Angela Brownridge Recital – Wigmore Hall (3 November)

Sonata in F minor, Op.57 (Appassionata)
Two Rhapsodies, Op.79 – in B minor and G minor
Scherzo in B minor, Op.20
Fantasia contrappuntistica in D, Op.24
Etudes symphoniques, Op.13

Angela Brownridge (piano)

Reviewed by: Ying Chang

Reviewed: 3 November, 2003
Venue: Wigmore Hall, London

Angela Brownridge is well established among the ranks of British pianists, with a substantial list of recordings, some of them excellent. The lyricism and sensitivity of her playing are unquestioned. Her Wigmore Hall recital should have been an unproblematic treat; instead, apparent nerves and a surprisingly small audience made it overall a disappointment.

Brownridge opened with her trademark Appassionata, and despite the immediate length and difficulty of the work, her ability to convey melodic lines across long paragraphs and to make the piano sing were apparent. If the slow movement lacked the last degree of intensity, it was well structured and a real pleasure to listen to. However, what appeared to be a wrong turning in the finale seemed to disconcert Brownridge, who then lapsed in concentration.

Thereafter, Brownridge never truly recovered her composure. The trio sections of the Brahms and Chopin pieces were played with great beauty and genuine Innigkeit but, in the outer sections, wrong notes and sense of unease were distracting.

Brownridge is giving a series of recitals to celebrate what would have been the 75th-birthday of the late Kenneth Leighton, like Brownridge, from Yorkshire. Her engagement with his work was clear, the clarity of the polyphony admirable.

Schumann’s Etudes symphoniques is one of his grandest and most virtuosic works, Brownridge’s rapt account of the theme an appropriate beginning. But again, in the denser textures, there was a certain muddiness in the middle register and a tightness.

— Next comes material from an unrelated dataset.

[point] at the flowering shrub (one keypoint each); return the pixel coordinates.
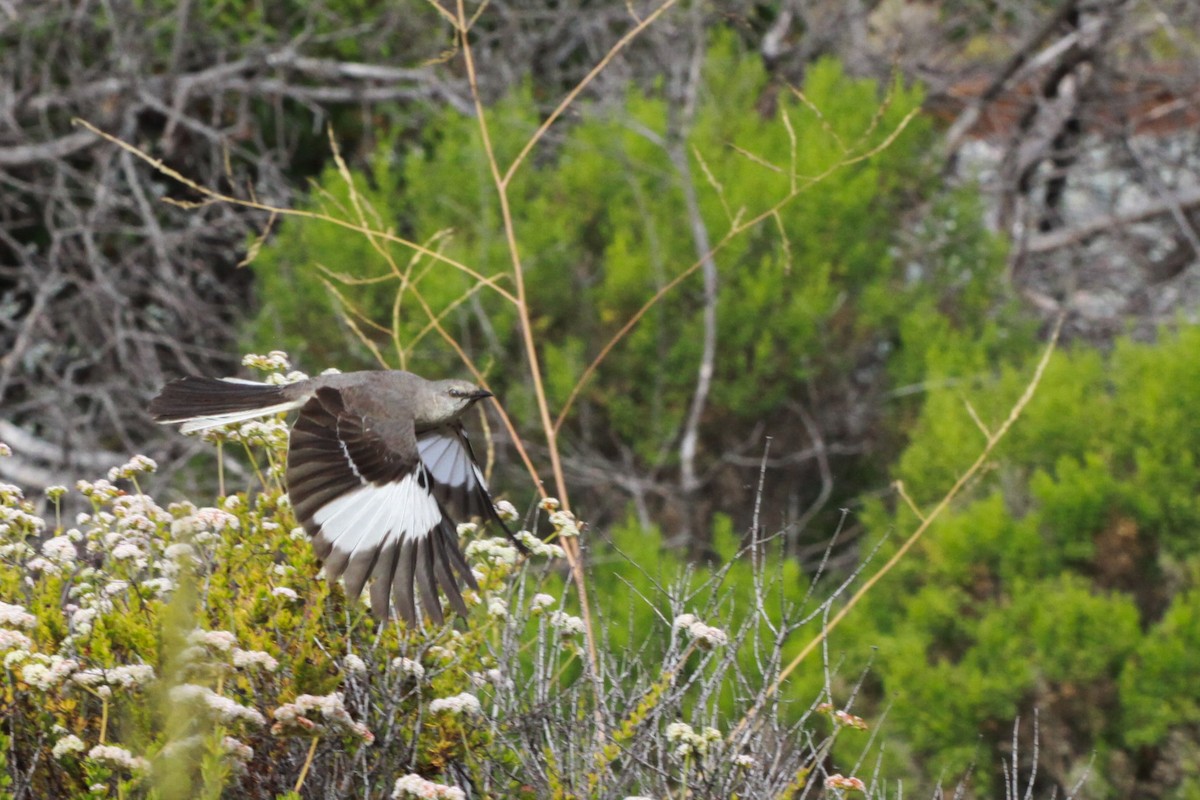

It must be said that the artist’s biography, equating Brownridge to Jacqueline du Pré, Cherkassky and Cortot, was hubristic in its claims. Yes, Brownridge is extremely musical, and yes, her playing is reminiscent of an earlier, freer age. But other than Cortot’s well-known reputation for wrong notes in live performance, it did our heroine no favours to be spoken of in the same breath as these legends.